A way to store data (lists, dictionaries, etc) in a string or file format. An example and exercise is below.

In [None]:
import json

json_example = r'''
{
  "url": "https://twitter.com/ChicagoPython/status/1309180179537952771",
  "date": "2020-09-24T17:17:32+00:00",
  "content": "Get off Twitter!! Join the Chicago Python Livestream on MLOps!\n\n#Python  #MLOps #DataOps #PythonLunchBreak #ChiPy #100DaysOfCode #100DaysOfMLCode \n\nhttps://t.co/7EKjBEvsc0",
  "renderedContent": "Get off Twitter!! Join the Chicago Python Livestream on MLOps!\n\n#Python  #MLOps #DataOps #PythonLunchBreak #ChiPy #100DaysOfCode #100DaysOfMLCode \n\nyoutube.com/watch?v=uClvvl…",
  "id": 1309180179537952800,
  "username": "ChicagoPython",
  "user": {
    "username": "ChicagoPython",
    "displayname": "ChiPy",
    "id": 4145734157,
    "description": "The Chicago Python User Group loves you! 🐿\n\nYouTube: bit.ly/chipy-tube\nUpcoming events: meetup.com/_ChiPy_/",
    "rawDescription": "The Chicago Python User Group loves you! 🐿\n\nYouTube: https://t.co/WzOFvxLloJ\nUpcoming events: https://t.co/qDHRHyxbGW",
    "descriptionUrls": [
      {
        "text": "bit.ly/chipy-tube",
        "url": "http://bit.ly/chipy-tube",
        "tcourl": "https://t.co/WzOFvxLloJ",
        "indices": [
          53,
          76
        ]
      },
      {
        "text": "meetup.com/_ChiPy_/",
        "url": "http://meetup.com/_ChiPy_/",
        "tcourl": "https://t.co/qDHRHyxbGW",
        "indices": [
          94,
          117
        ]
      }
    ],
    "verified": false,
    "created": "2015-11-09T01:26:26+00:00",
    "followersCount": 1467,
    "friendsCount": 1139,
    "statusesCount": 1325,
    "favouritesCount": 634,
    "listedCount": 33,
    "mediaCount": 304,
    "location": "Chicago, IL",
    "protected": false,
    "linkUrl": "http://www.chipy.org",
    "linkTcourl": "https://t.co/PRcBbqRkpO",
    "profileImageUrl": "https://pbs.twimg.com/profile_images/663559306965454848/aBTV9K8l_normal.png",
    "profileBannerUrl": "https://pbs.twimg.com/profile_banners/4145734157/1447037423"
  },
  "outlinks": [
    "https://www.youtube.com/watch?v=uClvvlfJxqo"
  ],
  "outlinksss": "https://www.youtube.com/watch?v=uClvvlfJxqo",
  "tcooutlinks": [
    "https://t.co/7EKjBEvsc0"
  ],
  "tcooutlinksss": "https://t.co/7EKjBEvsc0",
  "replyCount": 0,
  "retweetCount": 3,
  "likeCount": 1,
  "quoteCount": 0,
  "conversationId": 1309180179537952800,
  "lang": "en",
  "source": "<a href=\"https://mobile.twitter.com\" rel=\"nofollow\">Twitter Web App</a>",
  "media": null,
  "retweetedTweet": null,
  "quotedTweet": null,
  "mentionedUsers": null
}
'''

## Exercise 1

Load the JSON example above (don't forget to run the cell) using the `json.loads()` function.

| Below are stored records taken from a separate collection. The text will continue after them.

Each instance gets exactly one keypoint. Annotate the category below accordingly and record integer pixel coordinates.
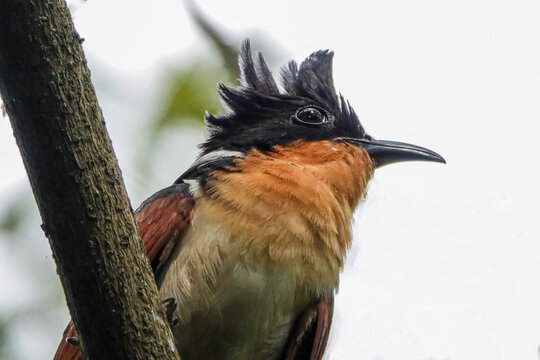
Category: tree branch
(59, 128)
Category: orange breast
(294, 205)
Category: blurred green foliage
(191, 92)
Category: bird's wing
(162, 218)
(308, 342)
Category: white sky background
(446, 258)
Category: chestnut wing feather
(162, 218)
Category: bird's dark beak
(384, 152)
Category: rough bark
(45, 85)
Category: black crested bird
(251, 239)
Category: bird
(250, 240)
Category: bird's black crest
(258, 111)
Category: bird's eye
(311, 115)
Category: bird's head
(261, 116)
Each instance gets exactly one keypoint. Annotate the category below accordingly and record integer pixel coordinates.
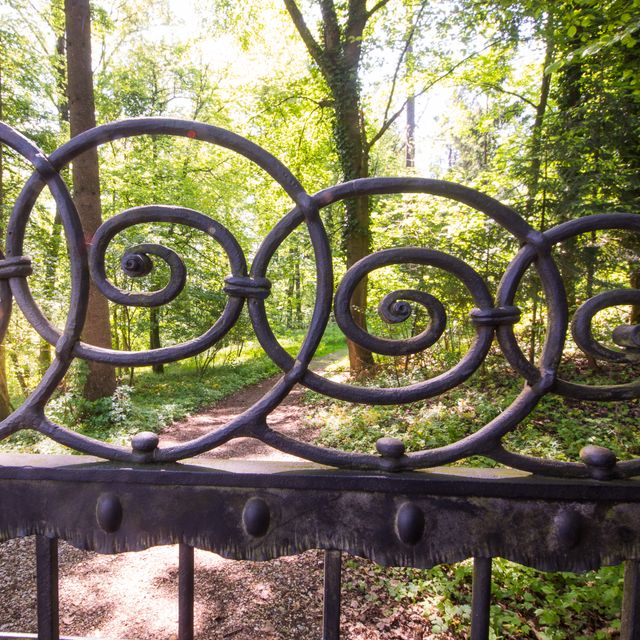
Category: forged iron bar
(492, 316)
(185, 592)
(630, 625)
(47, 587)
(332, 595)
(395, 507)
(8, 635)
(481, 599)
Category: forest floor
(134, 595)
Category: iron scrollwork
(251, 284)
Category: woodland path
(134, 595)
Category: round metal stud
(410, 523)
(256, 517)
(390, 447)
(136, 265)
(109, 512)
(145, 442)
(600, 461)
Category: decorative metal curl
(389, 309)
(488, 318)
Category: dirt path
(134, 595)
(288, 418)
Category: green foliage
(528, 604)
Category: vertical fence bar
(630, 627)
(332, 587)
(185, 592)
(47, 587)
(481, 599)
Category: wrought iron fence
(396, 508)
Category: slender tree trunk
(101, 379)
(410, 155)
(154, 336)
(338, 57)
(354, 162)
(297, 293)
(5, 404)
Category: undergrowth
(527, 604)
(157, 400)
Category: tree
(338, 59)
(101, 379)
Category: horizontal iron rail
(262, 510)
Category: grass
(157, 400)
(527, 604)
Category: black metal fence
(396, 508)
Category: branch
(315, 50)
(387, 123)
(376, 7)
(500, 89)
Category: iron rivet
(145, 442)
(256, 517)
(600, 461)
(390, 447)
(410, 523)
(109, 512)
(567, 529)
(136, 265)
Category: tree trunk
(154, 336)
(101, 379)
(5, 404)
(338, 58)
(354, 162)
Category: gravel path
(134, 595)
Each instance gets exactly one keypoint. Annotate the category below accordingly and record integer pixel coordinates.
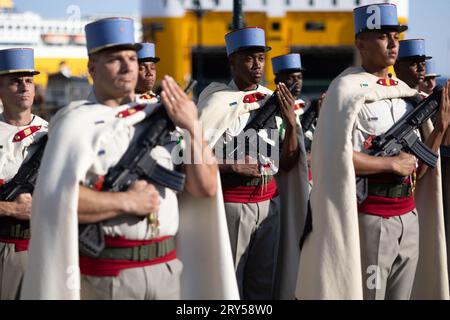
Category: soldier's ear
(91, 66)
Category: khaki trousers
(389, 255)
(12, 268)
(157, 282)
(254, 236)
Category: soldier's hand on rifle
(249, 169)
(181, 110)
(143, 199)
(287, 101)
(404, 164)
(320, 101)
(22, 207)
(443, 119)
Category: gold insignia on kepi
(130, 111)
(19, 136)
(387, 82)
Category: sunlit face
(17, 91)
(378, 48)
(248, 65)
(428, 85)
(412, 72)
(290, 79)
(114, 72)
(147, 77)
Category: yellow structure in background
(78, 67)
(290, 25)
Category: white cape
(330, 265)
(220, 105)
(53, 265)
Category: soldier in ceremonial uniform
(371, 250)
(288, 69)
(139, 260)
(147, 74)
(20, 130)
(265, 263)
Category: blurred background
(189, 37)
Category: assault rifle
(25, 179)
(136, 164)
(401, 137)
(248, 140)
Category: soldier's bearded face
(411, 71)
(428, 85)
(291, 78)
(115, 72)
(17, 90)
(147, 77)
(378, 48)
(248, 66)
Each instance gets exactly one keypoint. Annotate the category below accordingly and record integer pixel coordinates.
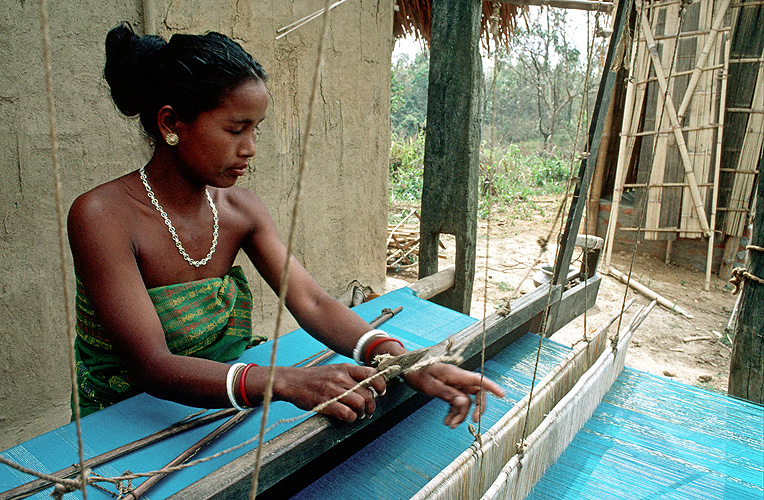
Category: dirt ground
(693, 351)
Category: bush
(509, 177)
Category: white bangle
(229, 384)
(371, 334)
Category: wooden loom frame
(549, 306)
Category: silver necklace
(168, 223)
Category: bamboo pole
(717, 167)
(701, 60)
(606, 7)
(650, 294)
(621, 168)
(746, 379)
(680, 142)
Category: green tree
(408, 95)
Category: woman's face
(216, 146)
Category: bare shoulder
(245, 207)
(102, 223)
(101, 206)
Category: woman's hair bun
(130, 66)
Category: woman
(152, 318)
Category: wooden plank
(298, 447)
(452, 145)
(579, 298)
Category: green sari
(210, 318)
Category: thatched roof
(412, 17)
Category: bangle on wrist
(374, 343)
(229, 384)
(366, 337)
(243, 385)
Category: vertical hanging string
(563, 204)
(62, 237)
(283, 285)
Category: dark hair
(191, 73)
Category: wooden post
(747, 364)
(604, 93)
(452, 145)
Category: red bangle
(243, 385)
(374, 343)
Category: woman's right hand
(307, 388)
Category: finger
(480, 405)
(460, 402)
(371, 403)
(357, 402)
(340, 411)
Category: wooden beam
(452, 145)
(296, 448)
(566, 4)
(604, 93)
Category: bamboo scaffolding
(664, 184)
(645, 133)
(701, 60)
(674, 119)
(687, 34)
(681, 73)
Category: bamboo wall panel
(743, 131)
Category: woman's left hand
(456, 387)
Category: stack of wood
(402, 245)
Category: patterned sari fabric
(210, 318)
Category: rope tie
(739, 276)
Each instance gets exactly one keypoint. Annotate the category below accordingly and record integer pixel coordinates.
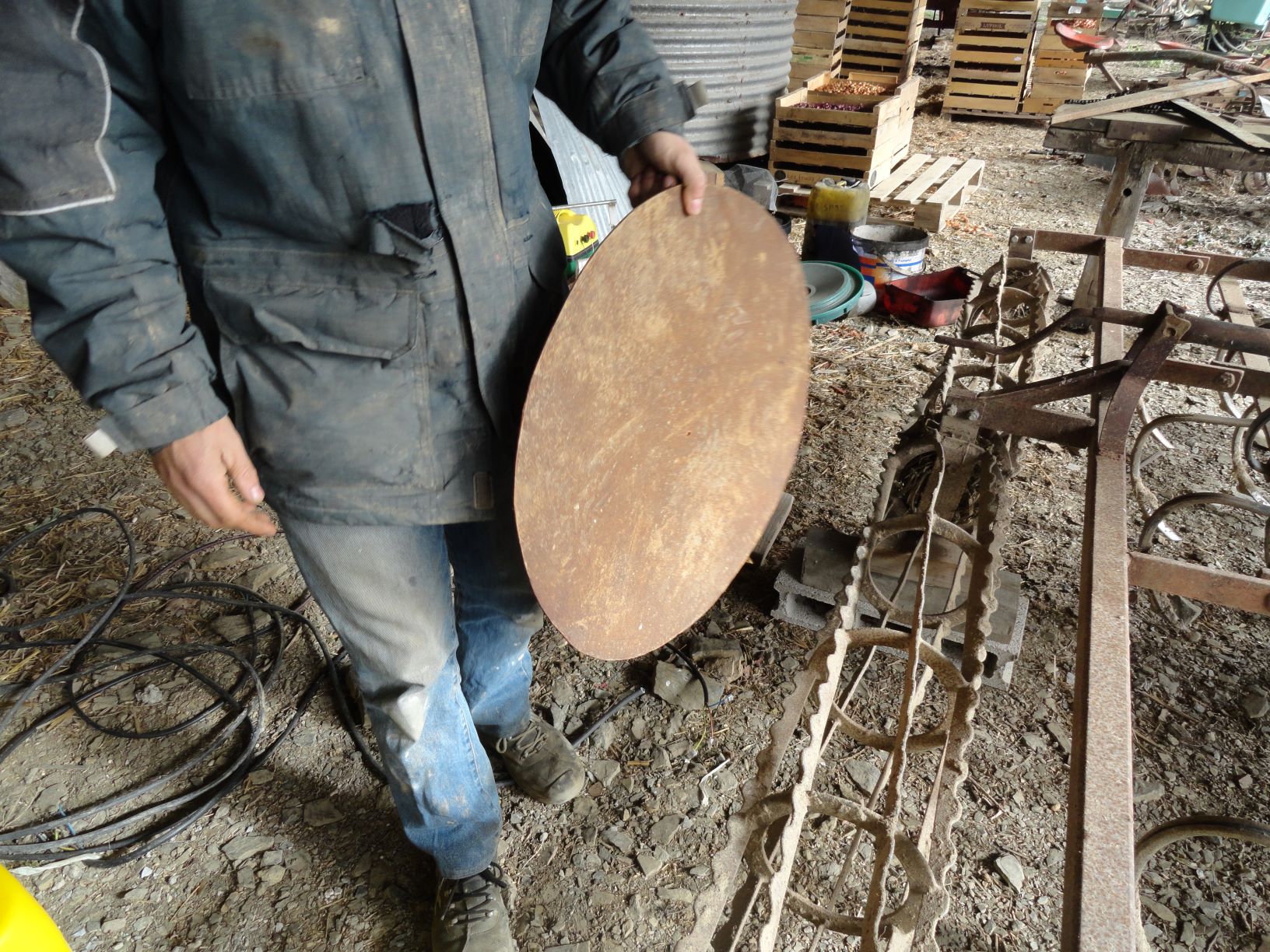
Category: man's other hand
(200, 470)
(661, 162)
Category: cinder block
(808, 594)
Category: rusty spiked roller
(662, 422)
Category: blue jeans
(436, 665)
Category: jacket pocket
(328, 380)
(251, 48)
(355, 319)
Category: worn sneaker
(470, 914)
(542, 763)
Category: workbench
(1138, 140)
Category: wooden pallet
(960, 112)
(811, 144)
(934, 189)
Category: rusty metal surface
(1100, 879)
(944, 482)
(662, 422)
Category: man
(343, 194)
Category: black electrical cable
(128, 824)
(1250, 442)
(696, 673)
(1217, 279)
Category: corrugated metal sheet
(588, 173)
(741, 50)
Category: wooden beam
(1149, 96)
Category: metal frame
(948, 480)
(1100, 909)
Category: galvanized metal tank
(741, 51)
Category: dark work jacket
(346, 187)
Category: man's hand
(661, 162)
(198, 470)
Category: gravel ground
(307, 855)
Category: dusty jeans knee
(437, 664)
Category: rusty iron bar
(773, 814)
(1201, 583)
(1100, 895)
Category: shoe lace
(526, 743)
(472, 899)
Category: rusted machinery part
(1216, 285)
(1254, 183)
(995, 376)
(945, 672)
(1177, 610)
(1018, 309)
(888, 839)
(635, 514)
(858, 815)
(897, 464)
(817, 688)
(1147, 499)
(1244, 478)
(1259, 428)
(817, 684)
(1191, 58)
(1223, 313)
(994, 523)
(1147, 540)
(914, 522)
(1198, 825)
(1188, 828)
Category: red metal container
(928, 299)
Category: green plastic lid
(831, 287)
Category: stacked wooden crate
(861, 135)
(1059, 74)
(882, 37)
(991, 54)
(818, 33)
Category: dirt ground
(307, 853)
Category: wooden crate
(991, 54)
(860, 56)
(882, 37)
(818, 34)
(811, 144)
(922, 191)
(1059, 74)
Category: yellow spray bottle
(24, 926)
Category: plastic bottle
(833, 210)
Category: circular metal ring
(914, 522)
(914, 865)
(945, 672)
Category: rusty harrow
(942, 502)
(942, 513)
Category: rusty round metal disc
(662, 422)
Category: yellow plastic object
(578, 233)
(838, 201)
(24, 926)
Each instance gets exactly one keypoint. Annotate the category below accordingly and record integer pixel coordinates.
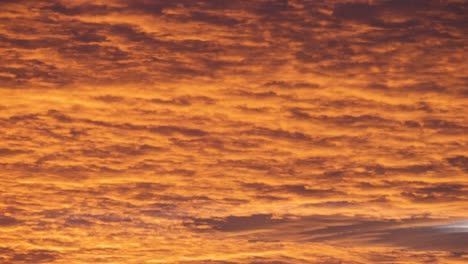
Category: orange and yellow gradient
(233, 131)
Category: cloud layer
(268, 131)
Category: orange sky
(233, 131)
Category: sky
(233, 131)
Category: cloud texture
(267, 131)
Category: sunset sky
(233, 131)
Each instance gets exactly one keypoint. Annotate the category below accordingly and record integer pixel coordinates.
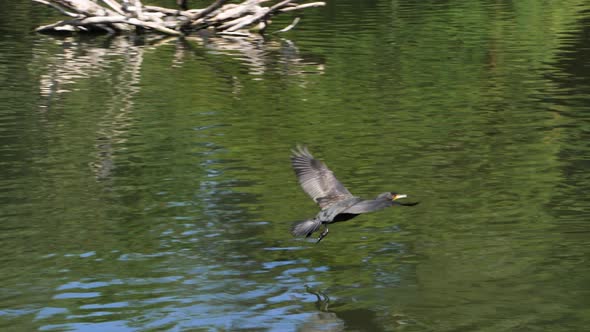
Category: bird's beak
(398, 196)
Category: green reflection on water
(147, 185)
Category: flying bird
(335, 201)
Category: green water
(146, 183)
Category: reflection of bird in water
(335, 201)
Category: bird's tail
(306, 227)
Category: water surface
(146, 184)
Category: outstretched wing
(316, 179)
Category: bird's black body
(336, 202)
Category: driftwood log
(114, 16)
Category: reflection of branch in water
(82, 59)
(79, 60)
(261, 55)
(323, 300)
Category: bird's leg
(324, 233)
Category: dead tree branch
(116, 16)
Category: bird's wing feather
(316, 179)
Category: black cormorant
(335, 201)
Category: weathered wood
(128, 15)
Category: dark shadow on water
(330, 318)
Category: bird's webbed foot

Remember, this will turn the json into a python dictionary. Now use it to find the following  information from the tweet.

In [None]:
# Load the JSON example text from above
# INSERT CODE HERE


# Print how many times the tweet was retweeted aka the "retweetCount"
# INSERT CODE HERE


# Print the link to the meetup from the tweet information
# INSERT CODE HERE

## Exercise 2

Write a function that takes loads example JSON string above and returns the retweet count

In [None]:
# Write your function here
# INSERT CODE HERE

print(get_retweet_count(json_example))

# Saving and Loading JSON to a file

Many times it's not convenient to keep on hitting a URL for a JSON, maybe the website is too slow or there is a limit on how many times a user can access it. In these cases, it's best to save the JSON to a file and read it.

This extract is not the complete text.